The District received much praise for its transition, including the National Congress of American Indians and organizations as far away as Washington, D.C. After narrowing down many potential new nicknames, the high school decided to retain its red pride, renaming itself the 'Red Hawks'. The middle school obtained the name 'Hawks' and the elementary school, 'Junior Hawks'.

==Media==
- KNZA 103.9 - FM station with a country music radio format including local news, weather and sports.
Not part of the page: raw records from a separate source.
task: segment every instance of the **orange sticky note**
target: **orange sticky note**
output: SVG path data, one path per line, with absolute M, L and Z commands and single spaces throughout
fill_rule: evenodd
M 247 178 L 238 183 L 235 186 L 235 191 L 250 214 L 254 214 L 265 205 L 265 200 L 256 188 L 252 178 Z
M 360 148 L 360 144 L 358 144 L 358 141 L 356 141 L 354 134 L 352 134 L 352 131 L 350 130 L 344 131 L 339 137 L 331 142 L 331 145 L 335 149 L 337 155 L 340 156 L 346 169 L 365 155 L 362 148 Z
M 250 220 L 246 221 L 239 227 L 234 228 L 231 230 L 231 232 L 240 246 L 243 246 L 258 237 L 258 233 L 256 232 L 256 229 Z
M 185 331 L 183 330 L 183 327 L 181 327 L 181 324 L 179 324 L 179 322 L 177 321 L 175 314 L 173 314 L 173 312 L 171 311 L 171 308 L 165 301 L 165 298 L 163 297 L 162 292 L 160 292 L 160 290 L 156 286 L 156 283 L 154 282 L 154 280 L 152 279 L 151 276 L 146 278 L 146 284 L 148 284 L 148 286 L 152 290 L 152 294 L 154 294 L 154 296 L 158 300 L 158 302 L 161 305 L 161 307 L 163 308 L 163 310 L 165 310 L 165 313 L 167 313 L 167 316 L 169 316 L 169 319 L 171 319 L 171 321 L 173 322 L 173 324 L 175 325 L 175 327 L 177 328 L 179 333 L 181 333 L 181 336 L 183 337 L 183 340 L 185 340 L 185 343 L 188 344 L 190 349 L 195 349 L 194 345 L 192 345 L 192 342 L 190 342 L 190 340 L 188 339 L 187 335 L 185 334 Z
- The Hiawatha World - weekly newspaper.
- Penny Press - newspaper classifieds publication

==Notable people==
- Bion Barnett - banker
- Al Buell - pinup artist
- William Gallagher - 1953 Pulitzer Prize-winning photographer
- John Goldwater - cofounder / editor / co-publisher of Archie Comics, news reporter when he lived in Hiawatha
- Bill Martin, Jr. - children's book author
- Homer McCrerey - commissioned US Naval Academy officer and bioengineering oceanographer
- John McLendon - inducted into Basketball Hall of Fame in 1979
- Betty Neale - Colorado politician
- Joe Wilhoit - baseball player, record holder for longest consecutive game hitting streak in professional baseball (69)
- Tod D. Wolters - retired United States Air Force four-star general, Supreme Allied Commander, Europe, veteran of Persian Gulf and Afghan wars.